The recent move away from infant baptism is a symptom of a broader move away from classic Methodist theology and towards a Baptist understanding of salvation and the sacraments. Consider, for example, how Methodist theologian Thomas Summers viewed infant baptism as the implication of Methodist soteriology:
[Infants] are not baptized because their parents are believers in Christ. Their right to the ordinance is of a higher investiture. They claim by a nobler entail. Dying in infancy, they enter heaven, not on the ground of their Christian descent—the piety of their parents—but because of their personal connection with the Second Adam, by whose righteousness the free gift is come upon them unto justification of life.
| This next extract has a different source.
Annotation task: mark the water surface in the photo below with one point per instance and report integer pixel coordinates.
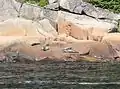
(60, 75)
Upon the very same basis are they admitted to membership in the kingdom of grace and to baptism, as the rite of initiation into the Church of God. If there be any for whom Christ did not die; any for whom he did not purchase the sanctifying grace of the Holy Ghost; any whom he designed and decreed never to save: such are obviously ineligible to baptism, which is the exponent of those great benefits that flow from the redemption that is in Christ Jesus. But if he tasted death for every man; if the free gift has come upon all who are involved in the condemnation of the pristine offense: there can be no reason to justify the exclusion of any from the sign and seal of the divine mercy, except such as exclude themselves by their obstinate impenitency, and infants are not of that number.
Baptism does not guarantee anyone’s final salvation, of course, and yes, my son will grow up to commit sins: we all like sheep go astray (Isa. 53:6). He’ll need to repent, confirm his faith, and be fully regenerated. But he doesn’t need to wander far, and he can be restored quickly and fully. That’s why I nurture him in the Lord, reading Scripture, praying the Lord’s Prayer, confessing the Apostles’ Creed, and going over our catechism: I fully anticipate that he will grow up to serve the Lord, though I’m not naive to the fact of free will.
While experience should never drive our theology, I’m grateful for how my experience as a dad has confirmed my developing understanding of classic Methodism and its optimism of grace. When it comes to parenting my little Adam, the Second Adam makes all the difference.